Woman Admits To Selling Prescription Painkillers In Huntington

For Immediate Release
U.S. Attorney's Office, Southern District of West Virginia


HUNTINGTON, W.Va. – U.S. Attorney Booth Goodwin announced that a Huntington woman pleaded guilty on March 11 in federal court to distribution of oxycodone.  Shena Rena Turner, 26, admitted that on November 19, 2012, she agreed to sell 100 30-milligram oxycodone tablets to a confidential informant working at the direction of the Drug Enforcement Administration (DEA).  Turner further admitted that she received a total of 77 30-milligram oxycodone pills from an associate which she distributed to the informant in exchange for $2,800.  Turner was arrested by DEA agents on February 4, 2013.  Turner admitted that between the summer of 2012 until November 2012, she distributed a total of 300 30-milligram oxycodone pills.     

Turner faces up to 20 years in prison and a $1 million fine when she is sentenced on June 10, 2013 by Chief United States District Judge Robert C. Chambers. 
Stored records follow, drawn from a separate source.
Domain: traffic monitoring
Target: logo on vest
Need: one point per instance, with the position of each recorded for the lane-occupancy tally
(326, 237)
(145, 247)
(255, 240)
The DEA conducted the investigation.  Assistant United States Attorney Joseph F. Adams is in charge of the prosecution. 

This case is being prosecuted as part of an ongoing effort led by the United States Attorney’s Office for the Southern District of West Virginia to combat the illicit sale and misuse of prescription drugs.  The U.S. Attorney’s Office, joined by federal, state and local law enforcement agencies, is committed to aggressively pursuing and shutting down illegal pill trafficking, eliminating open air drug markets, and curtailing the spread of opiate painkillers in communities across the Southern District.